A decade long high-resolution wave resource map for Pentland Firth and Orkney Waters - hindcast by two-way coupling of wave-current models

Wave energy is a promising renewable resource globally, with the UK leading efforts in regions like Pentland Firth and Orkney Waters. These areas, known for their strong tidal currents and energetic waves, require accurate wave energy resource assessments. This study developed numerical models, including a wave-only and a coupled wave-current model, to simulate combined wave-current conditions over a decade (2014–2023), evaluating the influence of tidal currents. The models assessed interannual, seasonal, and monthly wave resource variations and the impacts of wave-current interactions.

First, a North Atlantic-scale wave-only model was constructed with TOMAWAC spectra wave model to simulate wave conditions without tidal influences and generate wave boundary conditions. Then, a regional wave-current model was developed by coupling TOMAWAC and TELEMAC. This coupled model used the wave boundary conditions from the large-scale North Atlantic model to obtain wave parameters including tidal effects. The North Atlantic wave model was validated against 10 years of continuous wave buoy data across four sites, while the regional wave-current model was verified with 135 days of Acoustic Wave and Current Profiler (AWAC) and Acoustic Doppler Current Profiler (ADCP) deployments, ensuring model reliability.

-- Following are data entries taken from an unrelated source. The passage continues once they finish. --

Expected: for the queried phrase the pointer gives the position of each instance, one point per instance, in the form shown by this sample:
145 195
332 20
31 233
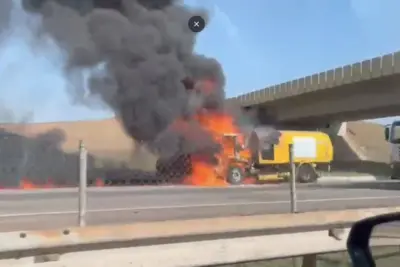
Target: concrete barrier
186 243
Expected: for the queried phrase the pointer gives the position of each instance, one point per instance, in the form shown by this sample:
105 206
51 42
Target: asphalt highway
44 209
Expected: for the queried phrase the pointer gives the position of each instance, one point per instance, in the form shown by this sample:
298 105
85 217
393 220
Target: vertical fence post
293 195
82 184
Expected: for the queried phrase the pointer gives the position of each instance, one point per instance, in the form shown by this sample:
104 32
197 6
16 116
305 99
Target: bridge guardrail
190 242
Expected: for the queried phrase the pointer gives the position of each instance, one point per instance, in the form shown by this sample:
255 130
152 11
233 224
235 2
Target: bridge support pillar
309 260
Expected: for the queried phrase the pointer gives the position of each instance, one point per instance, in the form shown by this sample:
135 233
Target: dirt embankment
362 149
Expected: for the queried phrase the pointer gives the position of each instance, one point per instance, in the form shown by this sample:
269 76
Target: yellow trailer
312 151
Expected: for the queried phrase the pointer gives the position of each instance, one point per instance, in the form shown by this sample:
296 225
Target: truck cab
392 135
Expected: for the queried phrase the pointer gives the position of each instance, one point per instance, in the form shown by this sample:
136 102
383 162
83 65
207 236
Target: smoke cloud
141 50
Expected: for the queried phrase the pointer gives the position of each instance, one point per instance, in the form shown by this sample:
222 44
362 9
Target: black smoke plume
145 50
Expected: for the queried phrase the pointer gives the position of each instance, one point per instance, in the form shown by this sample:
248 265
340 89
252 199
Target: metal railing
201 242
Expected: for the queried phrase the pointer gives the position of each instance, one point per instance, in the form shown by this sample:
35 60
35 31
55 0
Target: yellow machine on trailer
264 154
313 151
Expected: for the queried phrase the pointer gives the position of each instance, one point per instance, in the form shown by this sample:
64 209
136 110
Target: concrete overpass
358 91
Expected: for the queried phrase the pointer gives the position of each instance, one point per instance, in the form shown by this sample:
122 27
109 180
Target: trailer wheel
235 175
174 169
306 173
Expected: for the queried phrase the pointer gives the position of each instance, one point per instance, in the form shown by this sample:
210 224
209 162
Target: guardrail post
82 184
293 195
309 260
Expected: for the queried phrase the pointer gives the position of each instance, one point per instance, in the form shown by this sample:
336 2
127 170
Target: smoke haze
142 51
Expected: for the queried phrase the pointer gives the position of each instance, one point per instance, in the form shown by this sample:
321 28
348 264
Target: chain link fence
41 162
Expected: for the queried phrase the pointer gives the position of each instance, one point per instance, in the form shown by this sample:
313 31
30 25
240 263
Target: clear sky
260 43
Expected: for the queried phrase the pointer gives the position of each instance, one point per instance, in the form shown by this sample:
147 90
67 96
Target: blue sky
258 44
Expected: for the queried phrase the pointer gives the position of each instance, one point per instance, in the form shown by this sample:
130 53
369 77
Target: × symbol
196 24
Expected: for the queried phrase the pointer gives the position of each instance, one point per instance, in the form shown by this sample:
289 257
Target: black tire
174 169
235 175
305 173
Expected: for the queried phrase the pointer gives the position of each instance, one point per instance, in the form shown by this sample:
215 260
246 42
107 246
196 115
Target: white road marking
228 204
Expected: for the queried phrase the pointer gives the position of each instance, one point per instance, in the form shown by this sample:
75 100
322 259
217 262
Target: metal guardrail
188 243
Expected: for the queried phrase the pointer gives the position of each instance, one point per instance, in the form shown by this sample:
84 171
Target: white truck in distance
392 135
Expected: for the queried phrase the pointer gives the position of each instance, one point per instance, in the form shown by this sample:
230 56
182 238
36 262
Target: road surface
58 208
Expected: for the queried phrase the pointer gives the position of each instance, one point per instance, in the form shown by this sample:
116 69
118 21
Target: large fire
218 124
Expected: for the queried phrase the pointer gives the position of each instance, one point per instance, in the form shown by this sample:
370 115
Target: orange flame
217 124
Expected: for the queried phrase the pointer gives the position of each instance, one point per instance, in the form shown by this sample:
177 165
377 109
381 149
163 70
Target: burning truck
259 154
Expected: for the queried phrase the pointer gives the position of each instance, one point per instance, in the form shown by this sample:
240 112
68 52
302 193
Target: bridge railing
201 242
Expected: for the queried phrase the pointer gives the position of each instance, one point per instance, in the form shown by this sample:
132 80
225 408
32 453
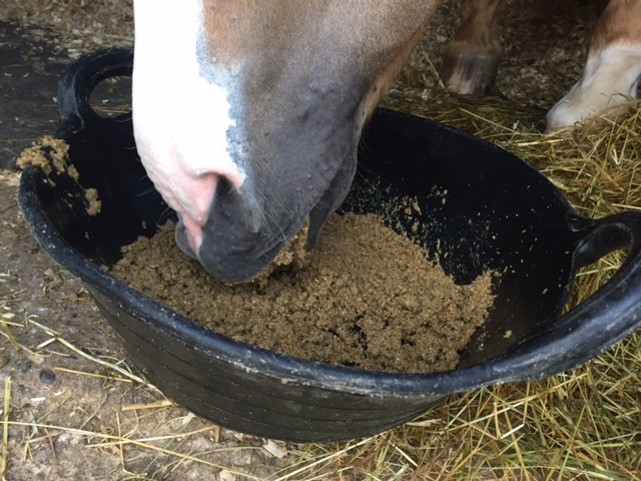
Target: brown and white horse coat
610 77
247 113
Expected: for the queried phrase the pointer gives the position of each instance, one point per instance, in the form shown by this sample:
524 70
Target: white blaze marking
180 119
610 76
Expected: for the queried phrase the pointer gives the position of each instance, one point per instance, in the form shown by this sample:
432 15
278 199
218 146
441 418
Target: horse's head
247 114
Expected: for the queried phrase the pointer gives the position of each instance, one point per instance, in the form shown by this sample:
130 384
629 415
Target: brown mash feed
367 297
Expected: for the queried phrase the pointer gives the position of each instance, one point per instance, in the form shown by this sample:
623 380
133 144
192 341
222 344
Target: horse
611 74
247 114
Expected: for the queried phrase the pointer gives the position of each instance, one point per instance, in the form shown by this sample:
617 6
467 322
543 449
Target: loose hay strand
4 458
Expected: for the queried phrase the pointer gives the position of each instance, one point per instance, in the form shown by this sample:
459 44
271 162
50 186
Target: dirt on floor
75 409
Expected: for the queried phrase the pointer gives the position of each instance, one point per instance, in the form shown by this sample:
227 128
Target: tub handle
609 315
79 80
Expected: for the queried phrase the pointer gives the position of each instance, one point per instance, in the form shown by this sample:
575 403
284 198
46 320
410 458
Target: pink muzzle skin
190 195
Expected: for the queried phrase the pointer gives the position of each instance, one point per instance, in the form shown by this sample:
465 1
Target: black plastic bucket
498 214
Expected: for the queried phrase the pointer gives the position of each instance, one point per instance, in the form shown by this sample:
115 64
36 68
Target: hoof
469 74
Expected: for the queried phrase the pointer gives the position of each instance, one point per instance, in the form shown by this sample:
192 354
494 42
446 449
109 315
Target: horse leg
613 69
472 56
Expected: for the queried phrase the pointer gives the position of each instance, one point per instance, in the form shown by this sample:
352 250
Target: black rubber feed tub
483 208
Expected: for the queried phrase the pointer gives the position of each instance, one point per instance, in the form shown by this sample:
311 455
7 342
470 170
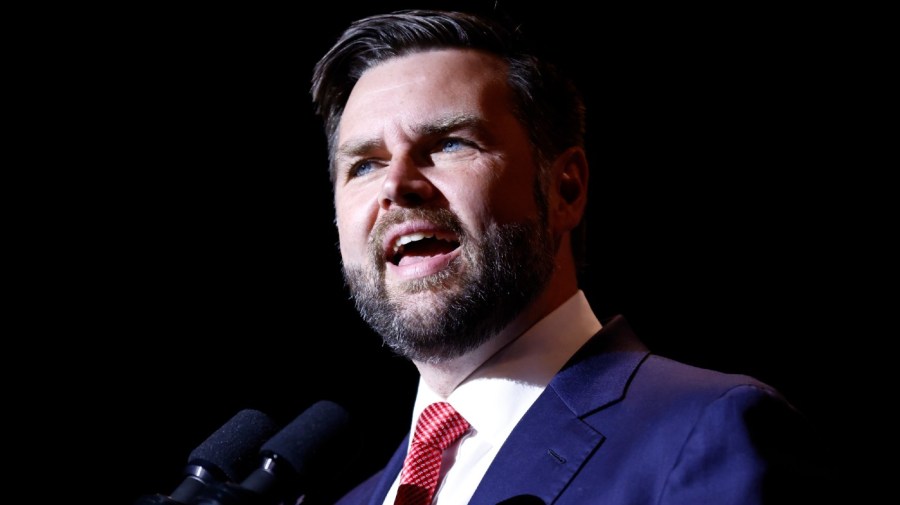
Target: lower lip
423 268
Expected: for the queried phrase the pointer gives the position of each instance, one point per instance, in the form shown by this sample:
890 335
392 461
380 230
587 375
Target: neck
443 378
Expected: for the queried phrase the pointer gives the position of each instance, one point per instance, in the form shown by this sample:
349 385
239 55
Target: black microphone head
315 443
234 448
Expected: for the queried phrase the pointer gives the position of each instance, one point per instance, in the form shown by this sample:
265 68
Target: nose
405 184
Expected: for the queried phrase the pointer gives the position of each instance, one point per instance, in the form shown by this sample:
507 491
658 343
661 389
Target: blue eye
361 169
451 145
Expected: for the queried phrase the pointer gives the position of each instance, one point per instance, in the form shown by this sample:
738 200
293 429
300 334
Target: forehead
438 81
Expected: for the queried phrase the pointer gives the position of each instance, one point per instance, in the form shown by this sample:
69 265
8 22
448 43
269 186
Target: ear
568 195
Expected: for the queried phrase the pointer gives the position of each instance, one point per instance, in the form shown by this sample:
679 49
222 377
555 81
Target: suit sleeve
748 447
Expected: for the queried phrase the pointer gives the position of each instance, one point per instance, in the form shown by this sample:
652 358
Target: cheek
352 226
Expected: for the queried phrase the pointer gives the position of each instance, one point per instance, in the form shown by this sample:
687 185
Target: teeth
413 237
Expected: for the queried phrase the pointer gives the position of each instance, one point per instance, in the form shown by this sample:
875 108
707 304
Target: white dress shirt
494 397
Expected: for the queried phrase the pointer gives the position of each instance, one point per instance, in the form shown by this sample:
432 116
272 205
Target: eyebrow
440 126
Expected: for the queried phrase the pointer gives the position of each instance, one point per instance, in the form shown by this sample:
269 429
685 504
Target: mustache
443 218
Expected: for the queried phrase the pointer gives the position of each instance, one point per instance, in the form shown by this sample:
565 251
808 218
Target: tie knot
439 425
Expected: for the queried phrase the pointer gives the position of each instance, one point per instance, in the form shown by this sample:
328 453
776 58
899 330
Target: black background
194 264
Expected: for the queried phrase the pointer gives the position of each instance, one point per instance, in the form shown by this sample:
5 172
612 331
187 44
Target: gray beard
481 292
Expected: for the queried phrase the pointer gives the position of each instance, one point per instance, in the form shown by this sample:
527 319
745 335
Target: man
460 184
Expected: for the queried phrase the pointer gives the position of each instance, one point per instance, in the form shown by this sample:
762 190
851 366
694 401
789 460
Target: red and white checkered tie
439 426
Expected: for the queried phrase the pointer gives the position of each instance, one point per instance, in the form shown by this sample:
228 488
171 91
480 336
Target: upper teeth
412 237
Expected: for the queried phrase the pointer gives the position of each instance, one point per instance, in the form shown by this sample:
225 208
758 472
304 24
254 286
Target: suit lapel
552 441
389 474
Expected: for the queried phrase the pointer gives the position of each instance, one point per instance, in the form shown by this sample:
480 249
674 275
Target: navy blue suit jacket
619 425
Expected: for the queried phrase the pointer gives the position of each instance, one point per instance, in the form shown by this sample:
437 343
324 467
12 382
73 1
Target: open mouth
416 247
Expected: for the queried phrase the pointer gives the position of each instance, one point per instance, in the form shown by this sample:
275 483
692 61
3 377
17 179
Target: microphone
294 461
224 456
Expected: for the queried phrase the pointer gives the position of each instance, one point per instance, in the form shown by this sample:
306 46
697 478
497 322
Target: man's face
442 234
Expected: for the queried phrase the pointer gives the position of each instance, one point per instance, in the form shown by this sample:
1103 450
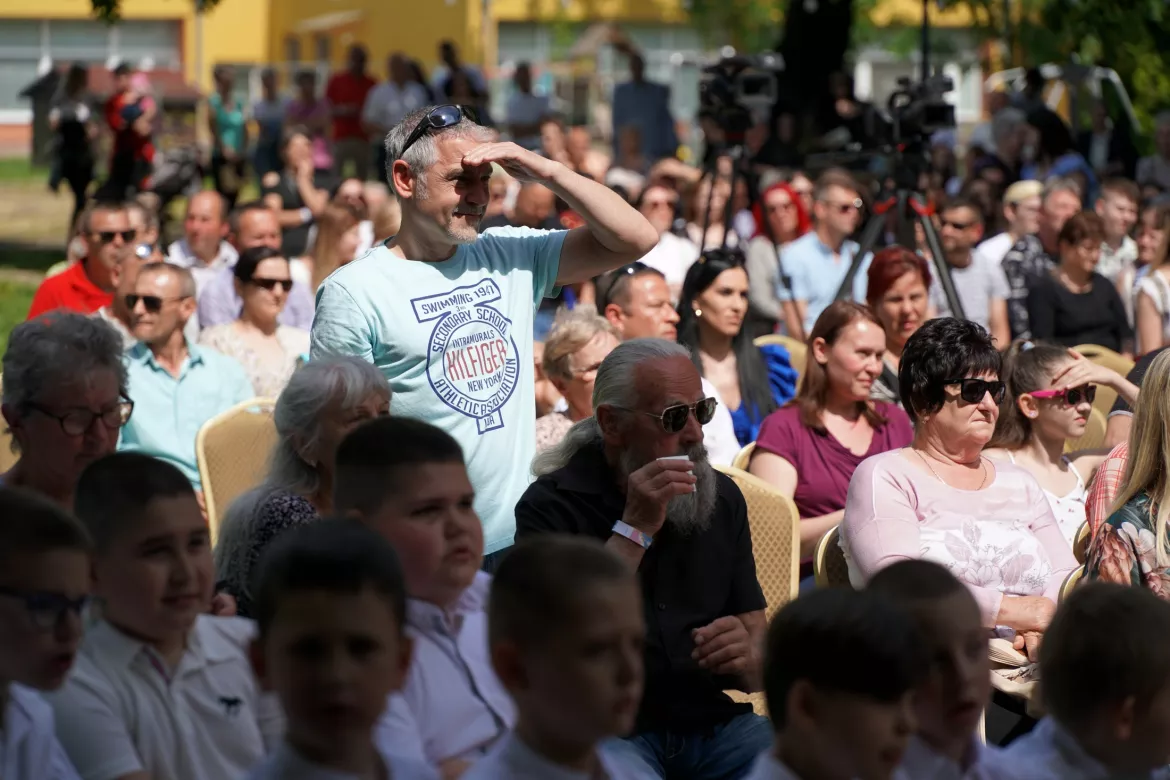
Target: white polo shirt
286 764
453 705
122 711
28 747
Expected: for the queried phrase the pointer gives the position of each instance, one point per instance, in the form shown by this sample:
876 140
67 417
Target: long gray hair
298 414
613 386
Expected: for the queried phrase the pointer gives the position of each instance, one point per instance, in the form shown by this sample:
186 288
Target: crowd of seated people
399 594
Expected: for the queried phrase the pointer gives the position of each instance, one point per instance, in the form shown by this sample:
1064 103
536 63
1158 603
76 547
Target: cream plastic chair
232 451
776 546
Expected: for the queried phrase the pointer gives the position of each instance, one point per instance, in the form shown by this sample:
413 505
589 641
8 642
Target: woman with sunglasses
1131 546
810 448
267 350
1048 401
779 208
752 381
942 499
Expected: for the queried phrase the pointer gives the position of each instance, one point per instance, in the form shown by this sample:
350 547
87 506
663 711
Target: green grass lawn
15 298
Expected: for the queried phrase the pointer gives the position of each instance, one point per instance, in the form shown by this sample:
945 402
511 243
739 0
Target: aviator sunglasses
1072 395
974 390
674 418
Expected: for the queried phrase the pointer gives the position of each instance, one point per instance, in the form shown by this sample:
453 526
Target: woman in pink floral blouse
942 499
1131 547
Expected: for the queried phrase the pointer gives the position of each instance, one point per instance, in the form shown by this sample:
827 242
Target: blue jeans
727 754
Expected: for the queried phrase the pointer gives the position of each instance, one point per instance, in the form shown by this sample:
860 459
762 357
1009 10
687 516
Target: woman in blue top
752 381
229 136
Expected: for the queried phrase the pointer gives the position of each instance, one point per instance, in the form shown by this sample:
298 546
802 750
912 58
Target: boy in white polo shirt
162 690
566 630
43 588
406 480
331 608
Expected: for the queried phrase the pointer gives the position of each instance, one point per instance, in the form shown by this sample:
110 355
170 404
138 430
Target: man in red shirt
346 92
88 284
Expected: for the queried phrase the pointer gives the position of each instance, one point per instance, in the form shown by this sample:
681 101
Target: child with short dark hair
956 688
840 668
43 589
330 602
566 630
406 480
1105 675
160 689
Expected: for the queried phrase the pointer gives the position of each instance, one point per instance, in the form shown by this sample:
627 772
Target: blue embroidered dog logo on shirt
473 361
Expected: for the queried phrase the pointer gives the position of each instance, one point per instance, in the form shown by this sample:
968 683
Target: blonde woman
1131 546
573 351
337 240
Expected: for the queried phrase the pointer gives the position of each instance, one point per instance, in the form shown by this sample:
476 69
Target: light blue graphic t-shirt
454 339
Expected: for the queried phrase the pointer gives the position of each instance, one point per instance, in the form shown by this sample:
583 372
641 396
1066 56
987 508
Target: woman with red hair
897 294
787 220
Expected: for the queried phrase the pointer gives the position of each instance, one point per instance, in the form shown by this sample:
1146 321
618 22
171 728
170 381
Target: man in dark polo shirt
685 527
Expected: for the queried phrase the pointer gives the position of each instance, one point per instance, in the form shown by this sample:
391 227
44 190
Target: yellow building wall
234 32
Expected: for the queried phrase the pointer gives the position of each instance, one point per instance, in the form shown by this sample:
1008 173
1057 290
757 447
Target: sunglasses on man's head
438 118
1072 395
974 390
674 418
272 284
151 303
108 236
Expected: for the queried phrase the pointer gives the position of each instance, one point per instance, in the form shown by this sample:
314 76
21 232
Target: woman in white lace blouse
942 499
267 350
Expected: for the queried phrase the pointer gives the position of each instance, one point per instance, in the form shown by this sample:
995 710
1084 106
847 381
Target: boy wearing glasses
43 588
160 689
406 480
637 476
88 284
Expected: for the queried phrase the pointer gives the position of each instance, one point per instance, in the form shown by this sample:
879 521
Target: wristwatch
625 530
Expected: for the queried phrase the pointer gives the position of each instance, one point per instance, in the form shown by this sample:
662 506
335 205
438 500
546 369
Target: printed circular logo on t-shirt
473 363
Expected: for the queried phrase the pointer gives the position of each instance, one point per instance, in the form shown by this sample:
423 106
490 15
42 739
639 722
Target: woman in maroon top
810 448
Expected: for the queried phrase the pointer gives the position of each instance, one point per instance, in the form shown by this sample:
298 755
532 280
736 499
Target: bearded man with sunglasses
635 476
88 284
177 385
447 313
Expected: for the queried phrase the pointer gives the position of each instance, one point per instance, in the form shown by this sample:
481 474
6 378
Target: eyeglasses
974 390
47 609
272 284
845 208
108 236
76 422
1072 395
438 118
674 418
151 303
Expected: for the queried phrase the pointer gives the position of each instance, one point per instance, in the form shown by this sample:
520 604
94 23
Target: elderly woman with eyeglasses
576 346
63 399
267 350
943 499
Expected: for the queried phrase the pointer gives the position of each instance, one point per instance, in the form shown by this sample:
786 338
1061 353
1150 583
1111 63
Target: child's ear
509 665
259 663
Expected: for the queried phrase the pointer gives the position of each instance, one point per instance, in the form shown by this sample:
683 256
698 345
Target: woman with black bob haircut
752 381
267 350
941 499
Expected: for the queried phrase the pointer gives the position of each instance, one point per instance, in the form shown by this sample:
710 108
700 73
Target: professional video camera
917 110
736 88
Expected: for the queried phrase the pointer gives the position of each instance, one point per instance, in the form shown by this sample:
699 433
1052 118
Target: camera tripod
910 209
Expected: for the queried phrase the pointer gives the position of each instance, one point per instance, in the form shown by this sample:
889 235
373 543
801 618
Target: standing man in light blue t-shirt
447 313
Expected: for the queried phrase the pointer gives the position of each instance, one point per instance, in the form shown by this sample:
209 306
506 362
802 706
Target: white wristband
625 530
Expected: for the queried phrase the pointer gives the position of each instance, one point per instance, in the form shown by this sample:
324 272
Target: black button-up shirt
688 581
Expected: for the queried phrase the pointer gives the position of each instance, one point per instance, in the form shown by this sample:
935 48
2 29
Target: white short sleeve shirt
122 711
28 746
454 339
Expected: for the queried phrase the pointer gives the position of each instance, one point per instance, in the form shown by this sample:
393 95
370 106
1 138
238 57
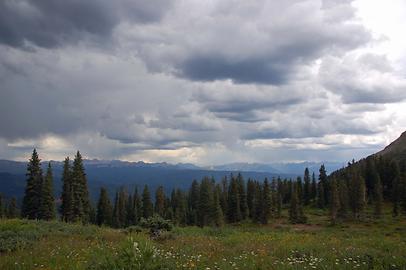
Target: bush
133 229
156 224
132 255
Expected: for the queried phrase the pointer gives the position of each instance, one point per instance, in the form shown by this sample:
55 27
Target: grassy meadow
279 245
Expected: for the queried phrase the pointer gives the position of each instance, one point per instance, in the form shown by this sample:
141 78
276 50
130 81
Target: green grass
279 245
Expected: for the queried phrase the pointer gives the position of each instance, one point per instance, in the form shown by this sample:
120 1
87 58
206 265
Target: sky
203 82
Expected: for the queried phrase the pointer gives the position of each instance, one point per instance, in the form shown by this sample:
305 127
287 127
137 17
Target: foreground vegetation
367 244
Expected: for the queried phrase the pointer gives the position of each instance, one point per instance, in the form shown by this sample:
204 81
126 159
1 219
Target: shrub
133 255
156 224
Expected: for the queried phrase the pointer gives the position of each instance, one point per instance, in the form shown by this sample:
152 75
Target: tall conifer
147 207
31 200
47 200
104 209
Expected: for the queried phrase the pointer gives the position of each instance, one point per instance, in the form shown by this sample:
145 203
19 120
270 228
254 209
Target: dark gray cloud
249 44
52 23
368 78
193 81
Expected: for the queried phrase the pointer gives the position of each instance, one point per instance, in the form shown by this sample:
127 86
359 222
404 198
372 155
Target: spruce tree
137 206
266 202
180 212
224 195
130 220
80 193
116 212
104 209
296 214
234 210
294 207
320 195
47 201
307 191
92 214
242 196
324 184
218 218
122 207
358 195
206 203
377 194
278 204
194 194
299 186
335 201
31 200
313 190
2 212
66 208
251 197
343 198
147 207
160 201
12 211
258 203
396 188
402 193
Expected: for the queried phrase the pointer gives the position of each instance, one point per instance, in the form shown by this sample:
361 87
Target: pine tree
313 189
180 208
160 201
306 191
343 198
324 184
251 197
67 196
358 194
12 211
402 193
194 194
278 204
266 202
47 201
294 207
335 201
31 200
218 218
137 206
2 212
242 196
320 195
147 207
92 214
80 193
296 214
396 188
122 207
130 219
258 203
206 203
116 216
299 186
234 210
104 209
224 195
377 194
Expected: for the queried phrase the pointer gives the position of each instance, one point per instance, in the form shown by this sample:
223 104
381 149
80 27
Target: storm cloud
191 81
53 23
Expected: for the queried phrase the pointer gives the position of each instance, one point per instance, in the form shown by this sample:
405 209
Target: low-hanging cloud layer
206 82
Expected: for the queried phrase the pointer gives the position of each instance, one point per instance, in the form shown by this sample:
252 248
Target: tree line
346 194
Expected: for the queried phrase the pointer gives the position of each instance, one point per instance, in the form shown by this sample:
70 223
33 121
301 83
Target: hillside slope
395 150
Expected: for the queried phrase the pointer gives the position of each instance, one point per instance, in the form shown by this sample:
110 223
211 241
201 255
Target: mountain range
115 173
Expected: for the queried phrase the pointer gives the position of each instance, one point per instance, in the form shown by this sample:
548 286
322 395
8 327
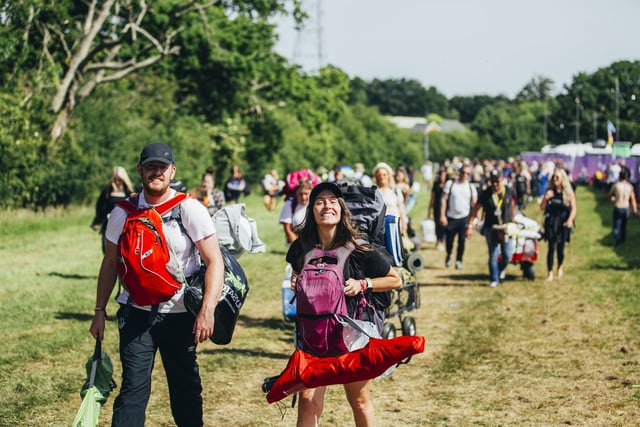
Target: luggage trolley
403 300
407 297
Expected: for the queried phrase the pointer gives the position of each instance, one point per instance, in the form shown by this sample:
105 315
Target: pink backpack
320 301
295 176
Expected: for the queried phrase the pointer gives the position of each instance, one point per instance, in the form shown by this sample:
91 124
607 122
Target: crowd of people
464 196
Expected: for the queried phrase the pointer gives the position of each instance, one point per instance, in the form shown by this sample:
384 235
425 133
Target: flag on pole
611 129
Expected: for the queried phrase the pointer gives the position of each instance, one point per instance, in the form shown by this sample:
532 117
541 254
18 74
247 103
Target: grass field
526 353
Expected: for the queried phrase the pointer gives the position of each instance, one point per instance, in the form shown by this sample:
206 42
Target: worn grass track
527 353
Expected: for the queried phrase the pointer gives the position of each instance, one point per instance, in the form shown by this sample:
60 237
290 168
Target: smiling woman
329 242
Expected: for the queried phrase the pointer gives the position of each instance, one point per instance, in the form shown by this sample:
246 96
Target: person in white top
168 327
294 210
458 197
623 196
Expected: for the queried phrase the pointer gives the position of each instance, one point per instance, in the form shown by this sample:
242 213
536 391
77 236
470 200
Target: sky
465 47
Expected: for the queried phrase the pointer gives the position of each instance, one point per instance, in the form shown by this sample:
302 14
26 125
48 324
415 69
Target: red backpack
144 255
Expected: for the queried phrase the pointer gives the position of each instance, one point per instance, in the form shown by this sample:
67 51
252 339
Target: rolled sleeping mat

The results reveal significant spatial and temporal variations in wave energy resources, with pronounced tidal effects. Based on 10 years of data, including tidal currents in the model, substantially decreases mean wave height and mean wave power in the northern and southern regions of the Orkney Islands and Stroma Island in the Pentland Firth. Near Stroma Island, wave height reductions can reach up to 0.5 m (a 25 % reduction compared to the wave-only scenario), and wave power decreases by 6 kW/m (over 50 % reduction). Conversely, wave power increases at tidal inlets such as Pentland Firth, Hoy Mouth, and Westray Firth, with a 10-year average increase of up to 7.7 kW/m (22 %) at Westray Firth. Long-term data indicate that wave-current interactions vary significantly by season, month, and year, with notable changes during winter and high-wave periods. Extreme wave conditions are also amplified by tidal currents, particularly at the tidal inlets within the regional model. The findings could benefit not just the wave energy industry, but also other fields concerned with wave-current dynamics.